Phlebotomy is not for the faint of heart -- the profession requires puncturing patients' arms with needles and drawing blood samples for various tests. In addition to a strong constitution, phlebotomists must be very good with people. Their work day is spent primarily with patients who may panic or even faint at the sight of blood.
Phlebotomy is the science and act of removing blood from the human body for the purposes of testing it. Phlebotomists specialize in drawing blood from the arms of patients to minimize damage to the veins and bruising to the skin. They also ensure accurate patient records and that the prescribed tests are performed on the blood to aid in diagnosis and treatment of medical ailments. Phlebotomists require the least amount of education of all medical technicians and are thus the lowest paid, according to the Bureau of Labor Statistics.
Minnesota Average Salary
The Occupational Employment Statistics service reports that medical and clinical technicians -- the Bureau of Labor Statistics' category under which phlebotomists belong -- made a mean salary of $41,730 a year.
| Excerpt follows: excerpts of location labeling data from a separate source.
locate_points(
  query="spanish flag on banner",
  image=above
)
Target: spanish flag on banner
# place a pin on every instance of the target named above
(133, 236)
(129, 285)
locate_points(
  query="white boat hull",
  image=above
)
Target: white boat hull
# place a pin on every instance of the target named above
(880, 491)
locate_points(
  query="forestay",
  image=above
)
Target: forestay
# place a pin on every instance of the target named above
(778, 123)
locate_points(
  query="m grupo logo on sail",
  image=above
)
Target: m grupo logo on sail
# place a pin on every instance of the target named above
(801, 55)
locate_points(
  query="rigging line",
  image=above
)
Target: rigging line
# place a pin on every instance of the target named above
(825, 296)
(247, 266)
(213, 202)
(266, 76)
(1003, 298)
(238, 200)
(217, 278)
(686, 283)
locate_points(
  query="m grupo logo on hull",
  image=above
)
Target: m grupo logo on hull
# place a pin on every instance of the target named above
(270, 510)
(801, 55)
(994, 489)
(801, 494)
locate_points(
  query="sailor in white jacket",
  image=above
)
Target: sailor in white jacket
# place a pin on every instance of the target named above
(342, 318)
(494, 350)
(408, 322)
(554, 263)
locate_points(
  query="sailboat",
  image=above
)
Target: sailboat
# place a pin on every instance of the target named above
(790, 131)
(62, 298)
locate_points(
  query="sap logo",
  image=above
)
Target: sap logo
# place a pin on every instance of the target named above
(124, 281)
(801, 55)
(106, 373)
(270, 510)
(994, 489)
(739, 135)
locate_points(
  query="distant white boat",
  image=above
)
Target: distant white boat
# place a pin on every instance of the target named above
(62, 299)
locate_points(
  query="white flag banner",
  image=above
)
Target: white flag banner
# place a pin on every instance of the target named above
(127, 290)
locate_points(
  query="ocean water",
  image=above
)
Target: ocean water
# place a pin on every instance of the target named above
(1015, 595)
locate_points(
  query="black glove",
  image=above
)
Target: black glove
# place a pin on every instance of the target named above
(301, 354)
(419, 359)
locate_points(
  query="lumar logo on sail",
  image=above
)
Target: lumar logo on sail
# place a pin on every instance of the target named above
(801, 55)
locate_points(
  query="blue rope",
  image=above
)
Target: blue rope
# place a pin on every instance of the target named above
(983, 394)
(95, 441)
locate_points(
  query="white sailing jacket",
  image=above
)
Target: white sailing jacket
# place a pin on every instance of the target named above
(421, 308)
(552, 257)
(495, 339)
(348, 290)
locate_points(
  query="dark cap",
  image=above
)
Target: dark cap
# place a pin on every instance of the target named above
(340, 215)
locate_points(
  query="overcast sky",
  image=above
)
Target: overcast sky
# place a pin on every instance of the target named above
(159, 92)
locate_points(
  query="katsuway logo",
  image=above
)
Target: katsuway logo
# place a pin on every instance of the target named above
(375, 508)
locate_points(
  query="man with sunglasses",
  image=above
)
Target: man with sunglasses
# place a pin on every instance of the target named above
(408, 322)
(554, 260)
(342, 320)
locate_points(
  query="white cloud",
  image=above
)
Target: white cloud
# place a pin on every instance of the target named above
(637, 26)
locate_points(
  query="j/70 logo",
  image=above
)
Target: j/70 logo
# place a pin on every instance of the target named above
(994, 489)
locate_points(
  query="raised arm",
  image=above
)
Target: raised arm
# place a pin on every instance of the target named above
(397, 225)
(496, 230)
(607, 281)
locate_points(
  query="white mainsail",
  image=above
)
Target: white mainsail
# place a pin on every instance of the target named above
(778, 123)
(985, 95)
This breaks down to an average hourly wage of $20.06. The median salary of the 3,140 medical and clinical technicians, including phlebotomists, working in Minnesota in May 2009 was $20.13 hourly or $41,870 per year.
Location almost always affects the average salary and phlebotomists are not an exception to the rule. Those in the Minneapolis-St. Paul metro area averaged $42,120 annually or $20.25 per hour, more than the state average. St. Cloud phlebotomists made a mean of $39,350 per year or $18.92 an hour. The least profitable metro area for phlebotomists was Fargo (which resides on the border of Minnesota and North Dakota) at an average salary of $29,630 a year or $14.25 hourly.
Phlebotomists, labeled as medical and clinical technicians, made a national mean of $37,860 annually or $18.20 hourly. Minnesota phlebotomists averaged $41,730 a year or an hourly rate of $20.06, about 10 percent more than the national average salary for phlebotomists. This makes Minnesota one of the more profitable states in the country for phlebotomists, especially with so many opportunities for advancement with continued medical education.